Department of Medical Genetics, University of British Columbia, Vancouver, British Columbia V6H 3N1, Canada.
Nucleic Acids Res. 2022 Aug 26;50(15):8547-8565. doi: 10.1093/nar/gkac652.
The transcription factor SOX9 is activated at the onset of endothelial-to-mesenchymal transition (EndMT) during embryonic development and in pathological conditions. Its roles in regulating these processes, however, are not clear. Using human umbilical vein endothelial cells (HUVECs) as an EndMT model, we show that SOX9 expression alone is sufficient to activate mesenchymal genes and steer endothelial cells towards a mesenchymal fate. By genome-wide mapping of the chromatin landscape, we show that SOX9 displays features of a pioneer transcription factor, such as opening of chromatin and leading to deposition of active histone modifications at silent chromatin regions, guided by SOX dimer motifs and H2A.Z enrichment. We further observe highly transient and dynamic SOX9 binding, possibly promoted through its eviction by histone phosphorylation. However, while SOX9 binding is dynamic, changes in the chromatin landscape and cell fate induced by SOX9 are persistent. Finally, our analysis of single-cell chromatin accessibility indicates that SOX9 opens chromatin to drive EndMT in atherosclerotic lesions in vivo. This study provides new insight into key molecular functions of SOX9 and mechanisms of EndMT and highlights the crucial developmental role of SOX9 and relevance to human disease.

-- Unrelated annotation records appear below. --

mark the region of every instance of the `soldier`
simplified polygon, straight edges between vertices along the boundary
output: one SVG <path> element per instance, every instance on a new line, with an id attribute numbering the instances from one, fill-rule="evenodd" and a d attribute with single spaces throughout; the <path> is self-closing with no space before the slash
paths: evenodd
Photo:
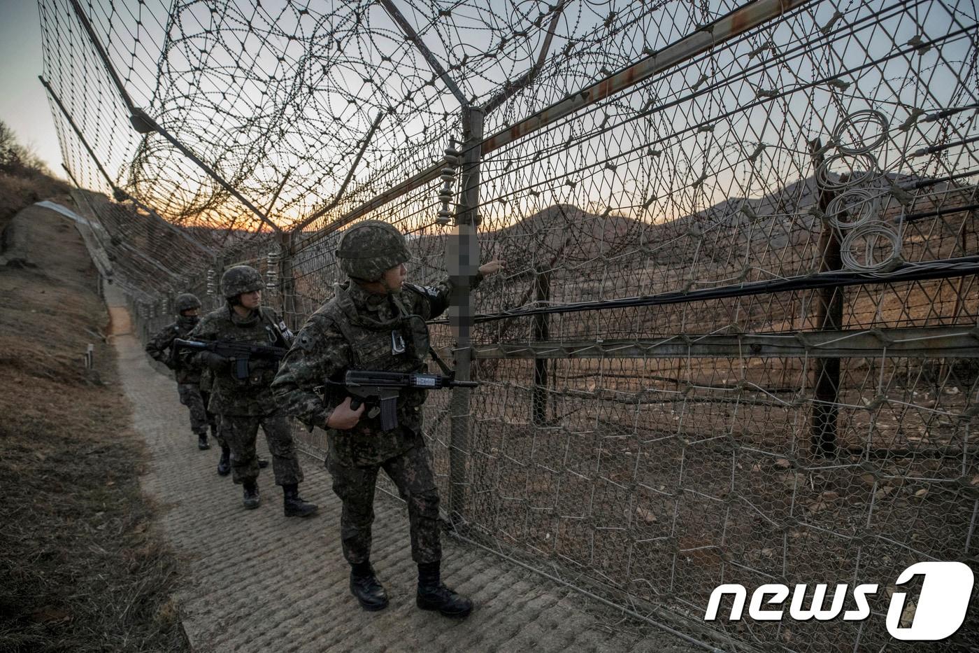
<path id="1" fill-rule="evenodd" d="M 374 611 L 388 605 L 387 592 L 370 564 L 374 484 L 383 469 L 408 504 L 418 607 L 465 617 L 472 602 L 440 578 L 439 493 L 422 431 L 425 392 L 402 392 L 397 427 L 382 430 L 373 411 L 365 414 L 363 406 L 351 410 L 351 398 L 343 387 L 326 383 L 342 379 L 348 369 L 425 371 L 425 321 L 445 310 L 452 283 L 405 283 L 404 264 L 411 255 L 400 231 L 383 222 L 366 221 L 348 229 L 337 257 L 350 280 L 336 285 L 333 299 L 306 321 L 272 382 L 273 392 L 290 414 L 328 429 L 327 468 L 343 502 L 341 539 L 350 564 L 350 592 L 360 606 Z M 502 265 L 484 265 L 473 286 Z"/>
<path id="2" fill-rule="evenodd" d="M 173 340 L 187 337 L 187 334 L 200 321 L 198 312 L 201 309 L 201 300 L 190 293 L 185 293 L 177 297 L 174 309 L 177 313 L 177 321 L 167 325 L 150 338 L 146 345 L 146 353 L 173 370 L 180 403 L 190 411 L 190 427 L 198 437 L 197 448 L 210 449 L 210 444 L 208 443 L 209 426 L 211 435 L 218 441 L 218 444 L 221 443 L 221 440 L 217 435 L 214 416 L 207 408 L 208 393 L 201 389 L 201 373 L 194 366 L 179 365 L 172 350 Z"/>
<path id="3" fill-rule="evenodd" d="M 261 306 L 261 275 L 254 268 L 236 266 L 221 276 L 227 305 L 211 311 L 191 331 L 197 340 L 221 340 L 243 344 L 288 347 L 292 333 L 275 312 Z M 276 408 L 269 389 L 275 377 L 270 360 L 249 362 L 248 378 L 239 379 L 232 361 L 210 351 L 186 351 L 187 360 L 206 365 L 213 374 L 210 410 L 218 414 L 221 435 L 230 448 L 232 478 L 244 488 L 245 508 L 257 508 L 258 461 L 255 441 L 261 426 L 272 453 L 275 483 L 282 486 L 286 517 L 308 517 L 316 506 L 299 494 L 303 470 L 286 414 Z"/>

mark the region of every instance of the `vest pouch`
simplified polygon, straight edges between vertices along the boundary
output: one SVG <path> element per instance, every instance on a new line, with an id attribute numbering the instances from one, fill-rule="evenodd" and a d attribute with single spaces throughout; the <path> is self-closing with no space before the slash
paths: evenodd
<path id="1" fill-rule="evenodd" d="M 423 365 L 429 350 L 428 324 L 420 315 L 409 315 L 402 324 L 408 352 L 418 365 Z"/>

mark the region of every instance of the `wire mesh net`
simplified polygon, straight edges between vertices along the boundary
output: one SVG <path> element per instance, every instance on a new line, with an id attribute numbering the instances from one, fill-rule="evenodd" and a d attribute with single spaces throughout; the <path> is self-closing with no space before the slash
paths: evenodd
<path id="1" fill-rule="evenodd" d="M 900 572 L 975 568 L 974 3 L 39 5 L 75 202 L 145 331 L 237 263 L 301 326 L 364 219 L 419 283 L 467 223 L 507 261 L 471 347 L 431 325 L 481 383 L 426 404 L 459 536 L 798 651 L 918 650 L 885 628 Z M 880 591 L 865 621 L 705 623 L 735 582 Z"/>

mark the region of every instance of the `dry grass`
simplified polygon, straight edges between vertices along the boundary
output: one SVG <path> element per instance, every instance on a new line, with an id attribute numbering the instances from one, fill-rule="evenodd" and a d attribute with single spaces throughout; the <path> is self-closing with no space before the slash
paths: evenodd
<path id="1" fill-rule="evenodd" d="M 0 173 L 0 230 L 18 211 L 43 199 L 64 199 L 68 185 L 58 179 L 31 172 L 25 176 Z"/>
<path id="2" fill-rule="evenodd" d="M 0 650 L 188 650 L 93 271 L 42 213 L 26 266 L 0 268 Z"/>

转录因子 SOX9 在胚胎发育和病理条件下内皮细胞向间充质转化(EndMT)开始时被激活。然而,其在调节这些过程中的作用尚不清楚。我们使用人脐静脉内皮细胞(HUVEC)作为 EndMT 模型,表明 SOX9 的单独表达足以激活间充质基因,并促使内皮细胞向间充质命运发展。通过对染色质景观的全基因组作图,我们表明 SOX9 表现出先驱转录因子的特征,例如打开染色质,并导致沉默染色质区域的活性组蛋白修饰沉积,这是由 SOX 二聚体基序和 H2A.Z 富集引导的。我们进一步观察到高度瞬态和动态的 SOX9 结合,可能通过组蛋白磷酸化的驱逐来促进。然而,虽然 SOX9 结合是动态的,但 SOX9 诱导的染色质景观和细胞命运的变化是持久的。最后,我们对单细胞染色质可及性的分析表明,SOX9 打开染色质以驱动体内动脉粥样硬化病变中的 EndMT。本研究为 SOX9 的关键分子功能和 EndMT 的机制提供了新的见解,并强调了 SOX9 在发育中的关键作用及其与人类疾病的相关性。